Not the entrepreneurial Chibonda. In June 2024, he trekked 15 miles to Chiganji. He had heard about available land near a borehole installed by Water Aid for a school, but now used by the whole village. A month later he brought his wife and four children, whose ages now range from two to seven, to the new site (Chibonda also had eight children with his late first wife).
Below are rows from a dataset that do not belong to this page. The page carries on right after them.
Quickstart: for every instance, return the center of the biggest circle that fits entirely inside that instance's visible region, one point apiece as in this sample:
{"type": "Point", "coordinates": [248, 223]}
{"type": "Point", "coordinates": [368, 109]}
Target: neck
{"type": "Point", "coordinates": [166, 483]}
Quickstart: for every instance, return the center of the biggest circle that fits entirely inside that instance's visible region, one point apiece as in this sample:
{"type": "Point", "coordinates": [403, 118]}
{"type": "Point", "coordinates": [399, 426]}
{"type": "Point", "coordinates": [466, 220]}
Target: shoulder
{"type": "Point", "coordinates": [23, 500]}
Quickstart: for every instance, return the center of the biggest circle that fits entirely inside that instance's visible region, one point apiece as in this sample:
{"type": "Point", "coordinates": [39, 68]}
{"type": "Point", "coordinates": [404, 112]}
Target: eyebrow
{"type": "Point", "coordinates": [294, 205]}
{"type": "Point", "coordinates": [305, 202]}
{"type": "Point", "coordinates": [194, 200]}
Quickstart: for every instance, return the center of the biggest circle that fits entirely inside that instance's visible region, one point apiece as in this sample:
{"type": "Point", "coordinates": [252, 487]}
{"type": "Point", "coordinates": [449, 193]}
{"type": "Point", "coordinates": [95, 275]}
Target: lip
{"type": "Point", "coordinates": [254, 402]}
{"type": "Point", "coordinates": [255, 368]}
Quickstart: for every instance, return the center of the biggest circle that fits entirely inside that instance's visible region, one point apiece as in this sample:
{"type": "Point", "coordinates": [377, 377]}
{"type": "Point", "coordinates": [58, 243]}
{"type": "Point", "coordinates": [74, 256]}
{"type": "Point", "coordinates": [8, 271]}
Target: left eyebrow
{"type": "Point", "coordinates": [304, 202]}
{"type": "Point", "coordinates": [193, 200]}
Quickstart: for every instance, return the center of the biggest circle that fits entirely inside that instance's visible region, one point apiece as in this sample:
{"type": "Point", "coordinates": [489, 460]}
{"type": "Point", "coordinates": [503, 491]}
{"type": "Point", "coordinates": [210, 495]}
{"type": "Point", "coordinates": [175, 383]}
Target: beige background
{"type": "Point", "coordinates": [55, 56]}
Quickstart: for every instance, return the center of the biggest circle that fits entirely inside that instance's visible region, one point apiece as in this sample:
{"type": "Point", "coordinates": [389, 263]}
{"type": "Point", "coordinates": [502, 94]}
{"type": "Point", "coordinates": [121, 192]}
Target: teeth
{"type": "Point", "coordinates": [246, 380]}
However, villagers only allowed him to irrigate at night. That, and the meagre rainwater, still was not enough to fulfil Chibonda’s ambitions, which included creating fishponds.
“I look at water as capital for business … But as I started seeing that the water supply there was no longer going to support my dreams, I decided to move,” he said.
In January, Chibonda and his family migrated again. This time they moved 120 miles north-east to a 9 hectare (22 acre) plot, where water can be pumped from Lake Malawi about a mile away. Chibonda has planted sugarcane, bananas and cabbages and is targeting an orchard of 1,000 mango, orange and guava trees, as well as his much hankered-after fishponds.
“For me, it’s the rain patterns,” he said, reflecting on the impact of the climate crisis. “That is why my vision has always been to find a water source that doesn’t rely on rain … In recent years, at the time when we all need rain, the rain does not come.”

Gladys Khumbidzi first moved 22 years ago, because of repeated floods. Then, in her new home, the water supply got progressively worse. The shallow boreholes were drying up at the end of the November to April rainy season, sometimes as early as February. So, seven years ago, she moved again, to Chiganji.
But, recently, Khumbidzi has struggled to grow enough to feed herself and her three grandchildren, their home being a 25-minute walk from the water pump.
“In the first years, I could plant the vegetable gardens. But now … one year it will work, another year it will not work,” she said, recalling a year where the rain had not stopped – destroying her crops, and then last year, when the drought killed everything.
Khumbidzi, who is in her mid-60s , said she was too old to move again: “As the elders say, a rolling stone gathers no moss. I feel that I have rolled enough in my life. If I die, I will die right here.”